Dr. Lee's career goals are to better understand the association between host genetics and the host immune response to HIV disease using novel genetic and immunologic translational research methods. Specifically, she is interested in 1) understanding the role of host genetics in determining important immunologic markers in HIV disease, e.g., measures of indoleamine 2,3-dioxygenase (IDO) expression in activated monocytes in chronic HIV; and 2) determining the molecular mechanisms by which the innate immune system responds to HIV, e.g., by analyzing gene expression array data in relation to flow cytometry and metabolomics data among specific HIV-infected populations: HIV elite controllers, HIV-suppressed responders, ARV non-responders.

Spotlight: 2018 CFAR Excellence Award Recipient

After graduating from Stanford University, Dr. Lee went on to receive an MD/PhD at the University of Southern California.
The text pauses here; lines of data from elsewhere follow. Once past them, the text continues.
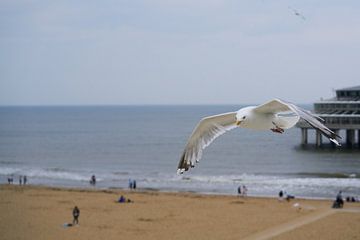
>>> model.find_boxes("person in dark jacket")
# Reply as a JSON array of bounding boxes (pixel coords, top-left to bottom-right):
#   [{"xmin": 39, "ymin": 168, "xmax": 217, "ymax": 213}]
[{"xmin": 73, "ymin": 206, "xmax": 80, "ymax": 225}]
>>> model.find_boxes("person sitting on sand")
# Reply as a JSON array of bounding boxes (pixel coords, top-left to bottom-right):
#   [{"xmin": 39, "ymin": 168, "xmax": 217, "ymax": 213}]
[
  {"xmin": 118, "ymin": 195, "xmax": 126, "ymax": 203},
  {"xmin": 73, "ymin": 206, "xmax": 80, "ymax": 225},
  {"xmin": 118, "ymin": 195, "xmax": 132, "ymax": 203}
]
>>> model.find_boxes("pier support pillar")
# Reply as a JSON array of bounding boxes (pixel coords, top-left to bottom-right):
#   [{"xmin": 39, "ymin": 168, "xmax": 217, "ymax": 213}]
[
  {"xmin": 301, "ymin": 128, "xmax": 307, "ymax": 145},
  {"xmin": 346, "ymin": 129, "xmax": 355, "ymax": 147},
  {"xmin": 330, "ymin": 129, "xmax": 341, "ymax": 147},
  {"xmin": 316, "ymin": 131, "xmax": 322, "ymax": 147}
]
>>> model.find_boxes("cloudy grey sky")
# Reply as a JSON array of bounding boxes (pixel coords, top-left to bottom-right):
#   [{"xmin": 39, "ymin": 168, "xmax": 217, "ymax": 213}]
[{"xmin": 0, "ymin": 0, "xmax": 360, "ymax": 105}]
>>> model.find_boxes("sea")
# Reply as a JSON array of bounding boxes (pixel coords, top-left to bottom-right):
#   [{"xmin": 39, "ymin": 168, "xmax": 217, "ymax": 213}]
[{"xmin": 0, "ymin": 105, "xmax": 360, "ymax": 199}]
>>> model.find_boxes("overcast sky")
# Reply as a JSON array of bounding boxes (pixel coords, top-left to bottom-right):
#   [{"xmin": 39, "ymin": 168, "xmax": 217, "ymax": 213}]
[{"xmin": 0, "ymin": 0, "xmax": 360, "ymax": 105}]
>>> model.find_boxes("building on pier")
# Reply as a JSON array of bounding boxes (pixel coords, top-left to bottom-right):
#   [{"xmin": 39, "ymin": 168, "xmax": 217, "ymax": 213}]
[{"xmin": 297, "ymin": 86, "xmax": 360, "ymax": 147}]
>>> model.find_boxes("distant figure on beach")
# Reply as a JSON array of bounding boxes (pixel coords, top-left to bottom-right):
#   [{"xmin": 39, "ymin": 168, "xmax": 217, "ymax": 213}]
[
  {"xmin": 118, "ymin": 195, "xmax": 126, "ymax": 203},
  {"xmin": 8, "ymin": 175, "xmax": 14, "ymax": 184},
  {"xmin": 129, "ymin": 178, "xmax": 133, "ymax": 189},
  {"xmin": 279, "ymin": 190, "xmax": 284, "ymax": 201},
  {"xmin": 242, "ymin": 185, "xmax": 247, "ymax": 197},
  {"xmin": 73, "ymin": 206, "xmax": 80, "ymax": 225},
  {"xmin": 333, "ymin": 191, "xmax": 344, "ymax": 208},
  {"xmin": 90, "ymin": 175, "xmax": 96, "ymax": 186},
  {"xmin": 118, "ymin": 195, "xmax": 132, "ymax": 203},
  {"xmin": 238, "ymin": 185, "xmax": 241, "ymax": 197},
  {"xmin": 129, "ymin": 178, "xmax": 136, "ymax": 189}
]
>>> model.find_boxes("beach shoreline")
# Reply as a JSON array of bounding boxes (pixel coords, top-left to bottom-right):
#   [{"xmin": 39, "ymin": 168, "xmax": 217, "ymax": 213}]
[{"xmin": 0, "ymin": 184, "xmax": 360, "ymax": 239}]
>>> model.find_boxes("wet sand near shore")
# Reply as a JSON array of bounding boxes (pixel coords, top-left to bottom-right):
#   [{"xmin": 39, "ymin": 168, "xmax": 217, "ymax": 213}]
[{"xmin": 0, "ymin": 185, "xmax": 360, "ymax": 240}]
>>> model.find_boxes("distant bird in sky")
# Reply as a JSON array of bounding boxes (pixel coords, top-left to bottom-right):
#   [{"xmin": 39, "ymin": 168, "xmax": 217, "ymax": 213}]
[
  {"xmin": 288, "ymin": 6, "xmax": 306, "ymax": 21},
  {"xmin": 178, "ymin": 99, "xmax": 341, "ymax": 173}
]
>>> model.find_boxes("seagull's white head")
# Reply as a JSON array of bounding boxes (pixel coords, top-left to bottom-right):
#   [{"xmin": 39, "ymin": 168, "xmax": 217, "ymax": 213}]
[{"xmin": 236, "ymin": 107, "xmax": 254, "ymax": 126}]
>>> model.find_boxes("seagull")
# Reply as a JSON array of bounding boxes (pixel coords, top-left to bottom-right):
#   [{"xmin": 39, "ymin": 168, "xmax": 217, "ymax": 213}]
[
  {"xmin": 288, "ymin": 6, "xmax": 306, "ymax": 21},
  {"xmin": 178, "ymin": 99, "xmax": 341, "ymax": 173}
]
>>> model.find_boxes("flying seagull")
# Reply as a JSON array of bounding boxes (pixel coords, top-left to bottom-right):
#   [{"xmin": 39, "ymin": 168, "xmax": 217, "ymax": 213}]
[
  {"xmin": 288, "ymin": 6, "xmax": 306, "ymax": 21},
  {"xmin": 178, "ymin": 99, "xmax": 341, "ymax": 173}
]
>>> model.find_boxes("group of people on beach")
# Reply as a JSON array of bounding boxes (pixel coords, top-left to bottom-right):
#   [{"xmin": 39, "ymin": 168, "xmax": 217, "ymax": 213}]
[
  {"xmin": 129, "ymin": 179, "xmax": 136, "ymax": 189},
  {"xmin": 238, "ymin": 185, "xmax": 247, "ymax": 197},
  {"xmin": 8, "ymin": 175, "xmax": 27, "ymax": 185},
  {"xmin": 278, "ymin": 190, "xmax": 295, "ymax": 201}
]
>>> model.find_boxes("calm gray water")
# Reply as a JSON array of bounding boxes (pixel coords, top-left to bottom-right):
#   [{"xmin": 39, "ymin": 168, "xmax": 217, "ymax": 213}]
[{"xmin": 0, "ymin": 106, "xmax": 360, "ymax": 198}]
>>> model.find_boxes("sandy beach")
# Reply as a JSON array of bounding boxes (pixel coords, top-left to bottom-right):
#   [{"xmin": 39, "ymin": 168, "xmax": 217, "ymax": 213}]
[{"xmin": 0, "ymin": 185, "xmax": 360, "ymax": 240}]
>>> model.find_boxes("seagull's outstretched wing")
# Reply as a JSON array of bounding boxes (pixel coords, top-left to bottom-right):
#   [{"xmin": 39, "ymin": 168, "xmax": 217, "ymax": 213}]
[
  {"xmin": 178, "ymin": 112, "xmax": 236, "ymax": 173},
  {"xmin": 254, "ymin": 99, "xmax": 341, "ymax": 146}
]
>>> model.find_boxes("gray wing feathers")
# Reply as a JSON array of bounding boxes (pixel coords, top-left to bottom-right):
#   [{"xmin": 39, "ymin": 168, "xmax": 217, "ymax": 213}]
[{"xmin": 178, "ymin": 112, "xmax": 236, "ymax": 173}]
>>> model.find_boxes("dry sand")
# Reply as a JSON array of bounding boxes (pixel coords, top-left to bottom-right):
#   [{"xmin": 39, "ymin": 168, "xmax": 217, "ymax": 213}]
[{"xmin": 0, "ymin": 185, "xmax": 360, "ymax": 240}]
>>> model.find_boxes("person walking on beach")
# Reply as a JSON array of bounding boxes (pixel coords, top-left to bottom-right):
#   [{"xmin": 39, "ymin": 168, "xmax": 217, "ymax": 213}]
[{"xmin": 73, "ymin": 206, "xmax": 80, "ymax": 225}]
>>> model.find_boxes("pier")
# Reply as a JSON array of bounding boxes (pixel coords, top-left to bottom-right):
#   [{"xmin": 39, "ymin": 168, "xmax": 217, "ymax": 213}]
[{"xmin": 297, "ymin": 86, "xmax": 360, "ymax": 148}]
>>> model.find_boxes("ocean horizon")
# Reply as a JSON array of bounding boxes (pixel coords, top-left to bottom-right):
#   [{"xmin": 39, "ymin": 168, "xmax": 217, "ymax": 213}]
[{"xmin": 0, "ymin": 104, "xmax": 360, "ymax": 198}]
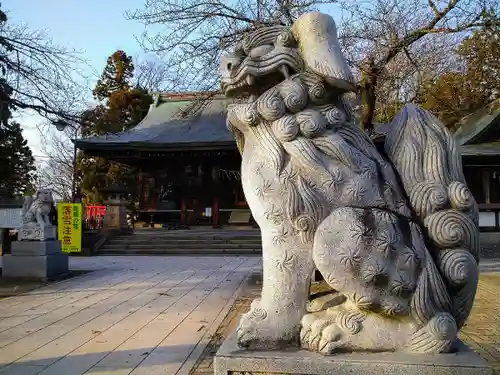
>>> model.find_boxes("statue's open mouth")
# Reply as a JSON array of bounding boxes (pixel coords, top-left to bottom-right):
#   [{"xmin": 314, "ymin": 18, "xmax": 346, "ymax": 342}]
[
  {"xmin": 221, "ymin": 64, "xmax": 296, "ymax": 102},
  {"xmin": 221, "ymin": 51, "xmax": 303, "ymax": 100}
]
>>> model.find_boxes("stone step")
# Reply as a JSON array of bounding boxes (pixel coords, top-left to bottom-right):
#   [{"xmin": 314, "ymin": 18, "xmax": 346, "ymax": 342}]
[
  {"xmin": 114, "ymin": 235, "xmax": 261, "ymax": 242},
  {"xmin": 102, "ymin": 241, "xmax": 262, "ymax": 250},
  {"xmin": 99, "ymin": 248, "xmax": 262, "ymax": 256},
  {"xmin": 111, "ymin": 240, "xmax": 262, "ymax": 247}
]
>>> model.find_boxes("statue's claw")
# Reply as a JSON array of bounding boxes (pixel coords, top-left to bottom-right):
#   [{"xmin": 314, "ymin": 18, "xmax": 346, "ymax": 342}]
[{"xmin": 300, "ymin": 311, "xmax": 345, "ymax": 354}]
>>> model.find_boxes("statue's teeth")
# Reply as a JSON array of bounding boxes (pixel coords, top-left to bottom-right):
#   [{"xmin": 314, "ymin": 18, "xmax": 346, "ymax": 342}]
[{"xmin": 279, "ymin": 65, "xmax": 290, "ymax": 79}]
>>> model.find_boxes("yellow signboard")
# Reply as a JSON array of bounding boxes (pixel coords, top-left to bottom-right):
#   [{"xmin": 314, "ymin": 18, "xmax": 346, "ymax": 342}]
[{"xmin": 57, "ymin": 203, "xmax": 83, "ymax": 253}]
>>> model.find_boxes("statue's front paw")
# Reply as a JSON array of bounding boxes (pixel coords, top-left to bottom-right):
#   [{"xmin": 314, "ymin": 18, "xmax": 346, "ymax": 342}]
[{"xmin": 300, "ymin": 312, "xmax": 345, "ymax": 354}]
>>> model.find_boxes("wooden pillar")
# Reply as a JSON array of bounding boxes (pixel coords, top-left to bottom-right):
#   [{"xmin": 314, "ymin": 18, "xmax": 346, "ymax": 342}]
[
  {"xmin": 483, "ymin": 170, "xmax": 491, "ymax": 204},
  {"xmin": 212, "ymin": 197, "xmax": 220, "ymax": 228},
  {"xmin": 137, "ymin": 168, "xmax": 144, "ymax": 209},
  {"xmin": 181, "ymin": 198, "xmax": 187, "ymax": 227}
]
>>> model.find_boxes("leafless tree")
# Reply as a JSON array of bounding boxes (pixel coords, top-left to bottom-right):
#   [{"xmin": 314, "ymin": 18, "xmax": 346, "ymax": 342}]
[
  {"xmin": 134, "ymin": 55, "xmax": 168, "ymax": 93},
  {"xmin": 127, "ymin": 0, "xmax": 499, "ymax": 130},
  {"xmin": 127, "ymin": 0, "xmax": 336, "ymax": 91},
  {"xmin": 340, "ymin": 0, "xmax": 499, "ymax": 129},
  {"xmin": 0, "ymin": 6, "xmax": 85, "ymax": 120},
  {"xmin": 38, "ymin": 125, "xmax": 76, "ymax": 202}
]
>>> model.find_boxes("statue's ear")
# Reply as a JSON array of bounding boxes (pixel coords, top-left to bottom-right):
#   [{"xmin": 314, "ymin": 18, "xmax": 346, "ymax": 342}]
[{"xmin": 292, "ymin": 12, "xmax": 356, "ymax": 92}]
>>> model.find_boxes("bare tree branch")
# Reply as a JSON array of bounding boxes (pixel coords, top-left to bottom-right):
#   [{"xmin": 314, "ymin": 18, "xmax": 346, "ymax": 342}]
[
  {"xmin": 127, "ymin": 0, "xmax": 336, "ymax": 91},
  {"xmin": 0, "ymin": 11, "xmax": 90, "ymax": 120}
]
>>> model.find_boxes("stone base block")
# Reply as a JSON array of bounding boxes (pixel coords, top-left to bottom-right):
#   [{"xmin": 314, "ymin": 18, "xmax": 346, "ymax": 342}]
[
  {"xmin": 18, "ymin": 224, "xmax": 57, "ymax": 241},
  {"xmin": 2, "ymin": 241, "xmax": 69, "ymax": 279},
  {"xmin": 10, "ymin": 240, "xmax": 61, "ymax": 255},
  {"xmin": 214, "ymin": 333, "xmax": 493, "ymax": 375}
]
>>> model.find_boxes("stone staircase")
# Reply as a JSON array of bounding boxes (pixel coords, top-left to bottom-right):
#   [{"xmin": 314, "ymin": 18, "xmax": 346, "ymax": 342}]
[{"xmin": 99, "ymin": 227, "xmax": 262, "ymax": 255}]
She has lived in the Bay Area since the third grade though she was born in Naperville, IL, and spent a few years in Sandy, UT. She returned to Stanford for her internal medicine training, followed by an Infectious Disease fellowship at UCSF.

Her impressive training has launched a quickly accelerating career. Her most recent findings set the stage for her next steps, identifying therapeutic approaches to HIV eradication that would combine practical clinical approaches (early HIV treatment) with novel therapeutic target discovery (e.g., host-HIV genetic omics approaches) to potentially apply towards future HIV eradication strategies.

Lee is now working to merge the two studies presented at this conference: 1) a phase IV trial providing immediate antiretroviral therapy to new, acute HIV-infected individuals and following them over time; and 2) a study that will determine whether timing of ART initiation influences where and how frequently HIV integrates into the host genome, potentially influence HIV latency.

When asked how she would define her ultimate achievement in the field of HIV, Lee says contributing to novel and widespread treatments that improve morbidity/mortality in a large number of HIV-infected individuals, is her long-term goal. And contributing, she adds of course, “to an HIV cure.”